I know that when I was in my thirties I spent a lot of time complaining about what my mother hadn't done for me. One
cousin, Norma, said of my mother, her aunt, “She did the best she could,” and I retorted, “It wasn't good enough.” I was wrong. It certainly was good enough. I now understand that the grand mix of “not good enough” and “good enough” is what has helped create the person I am and am always in the process of becoming. If some of those poor souls in the newspaper article had parents who interfered with their creativity, I should only feel sorry for them. My mother, who was herself without a tiny bit of creativity in her nature, had only admiration for what she saw as creativity in me. “She's creative,” she'd say, drawing out the word to the magnitude that three syllables can afford, emphasis on the “a” every time. On the other hand, she never thought to provide me with any of the materials that would have helped creativity bloom. So be it. I had to do it myself. I still do. And I'm glad of it. When I ran out of paper on which to draw, I drew pictures with crayons on the windows of my room, making “stained glass.” My mother, a very tidy housekeeper, didn't mind. “She's creative,” she said.
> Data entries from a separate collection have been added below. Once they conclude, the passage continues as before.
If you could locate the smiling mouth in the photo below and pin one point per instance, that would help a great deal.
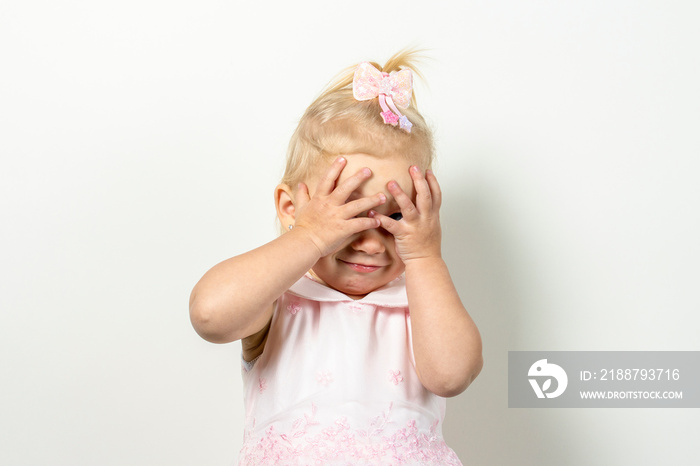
(362, 268)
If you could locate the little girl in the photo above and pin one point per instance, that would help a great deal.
(352, 330)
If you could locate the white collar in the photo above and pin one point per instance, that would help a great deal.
(393, 294)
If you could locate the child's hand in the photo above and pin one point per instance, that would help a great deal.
(326, 217)
(417, 234)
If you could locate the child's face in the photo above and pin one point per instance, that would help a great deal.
(367, 260)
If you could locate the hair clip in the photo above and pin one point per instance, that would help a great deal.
(393, 89)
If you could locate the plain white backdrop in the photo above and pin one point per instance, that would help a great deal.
(141, 142)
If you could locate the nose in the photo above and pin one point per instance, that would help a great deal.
(369, 242)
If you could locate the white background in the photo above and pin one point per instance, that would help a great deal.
(141, 142)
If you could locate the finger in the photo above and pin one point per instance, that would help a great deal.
(435, 190)
(408, 210)
(343, 190)
(423, 198)
(359, 224)
(357, 206)
(327, 182)
(388, 223)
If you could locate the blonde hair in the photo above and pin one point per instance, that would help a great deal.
(335, 123)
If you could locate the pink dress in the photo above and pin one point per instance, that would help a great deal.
(336, 385)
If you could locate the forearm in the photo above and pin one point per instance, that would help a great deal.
(234, 298)
(446, 342)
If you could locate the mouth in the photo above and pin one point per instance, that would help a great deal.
(362, 268)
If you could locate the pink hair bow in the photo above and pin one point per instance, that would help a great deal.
(393, 89)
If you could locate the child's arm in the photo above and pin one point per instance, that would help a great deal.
(235, 298)
(446, 342)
I used to complain when I was nine about being told to draw on the back of typing paper I used as art paper, if I ran out of it. Years later she apologized. She just didn't understand, she said. How could she have? She didn't have a doll to play with until she was five or six, and then made her own. She took it to the show her grandmother, who had been a wealthy woman once and knew of store-bought things, who said to her, “You call that a doll?” My mother threw it away and never had a doll again.

She told me that story when she was eighty years old. “And don't you go make me a doll,” she said. “It will only make me cry.” I didn't. I wanted to so badly, but I didn't want to make her cry. This winter, when some hurtful things happened to me, I decided that whenever I am deeply hurt by someone, I will make a doll to give to a child whom I don't know. I wasn't thinking of my mother at the
time, only of what would make my sadness go away. To give a child who didn't have one a beautiful handmade doll. Yet my mother named me after her grandmother. Almost all things in life are multifaceted. We carry with us threads and ribbons of so many different colors, weights, and textures. It is amazing we are ever one thing. And who I am is, in some parts, a great-grandmother I never saw and my mother in ways I may never understand.
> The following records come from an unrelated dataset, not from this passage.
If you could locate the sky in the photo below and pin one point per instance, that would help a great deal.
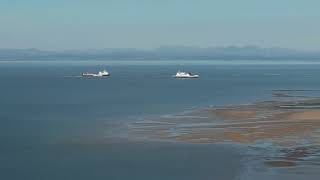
(148, 24)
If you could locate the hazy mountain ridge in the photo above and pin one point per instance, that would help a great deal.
(162, 53)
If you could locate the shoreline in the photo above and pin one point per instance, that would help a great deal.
(283, 134)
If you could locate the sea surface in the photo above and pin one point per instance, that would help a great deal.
(55, 124)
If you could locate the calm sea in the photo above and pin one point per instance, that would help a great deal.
(54, 124)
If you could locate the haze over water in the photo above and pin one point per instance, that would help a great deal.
(55, 124)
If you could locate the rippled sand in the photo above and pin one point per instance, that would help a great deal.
(292, 126)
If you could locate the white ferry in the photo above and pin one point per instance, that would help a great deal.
(99, 74)
(181, 74)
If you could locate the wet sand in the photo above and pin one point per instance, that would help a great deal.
(292, 127)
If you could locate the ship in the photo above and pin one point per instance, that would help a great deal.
(99, 74)
(181, 74)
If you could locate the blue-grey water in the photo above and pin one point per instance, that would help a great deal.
(56, 125)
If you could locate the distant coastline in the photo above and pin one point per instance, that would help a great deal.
(163, 53)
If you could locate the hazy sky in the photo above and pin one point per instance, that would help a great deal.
(91, 24)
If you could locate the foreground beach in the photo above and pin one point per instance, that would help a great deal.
(279, 134)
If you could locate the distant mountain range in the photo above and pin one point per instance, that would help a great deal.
(163, 53)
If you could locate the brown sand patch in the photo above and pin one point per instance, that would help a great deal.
(235, 114)
(305, 115)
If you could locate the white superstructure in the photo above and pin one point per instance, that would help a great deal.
(99, 74)
(181, 74)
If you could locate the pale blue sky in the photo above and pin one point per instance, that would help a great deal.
(96, 24)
I am a farmer. It is a matter of great pride to me to call myself that. I never call myself a writer. In part it is because in our society to be a writer is often considered being a special person. It is a highly overrated evaluation, in my opinion. I think being a farmer is being a special person. I, and other farmers, feed people. Without farmers we'd all starve. Being a writer feeds the heart and soul, of course, and it provides grain for my chickens, cow, and donkey every Wednesday when I cash my check from writing a story for the local newspaper.

I don't wish to say writing has no value. But I know its claim to the quality of being creative is grossly exaggerated. Creativity lies in all human endeavors. Washing my cow's udder and getting it right at last is the height of creativity to this farmer who also writes stories. And hitting the pail just right to make sweet, thick foam is fabulously creative to me. And making cheese, and planning new fence, and looking for a calf, and finding the right basket for collecting eggs, and making a nest for the geese, and braiding a halter for the cow all give me a deep sense of satisfaction.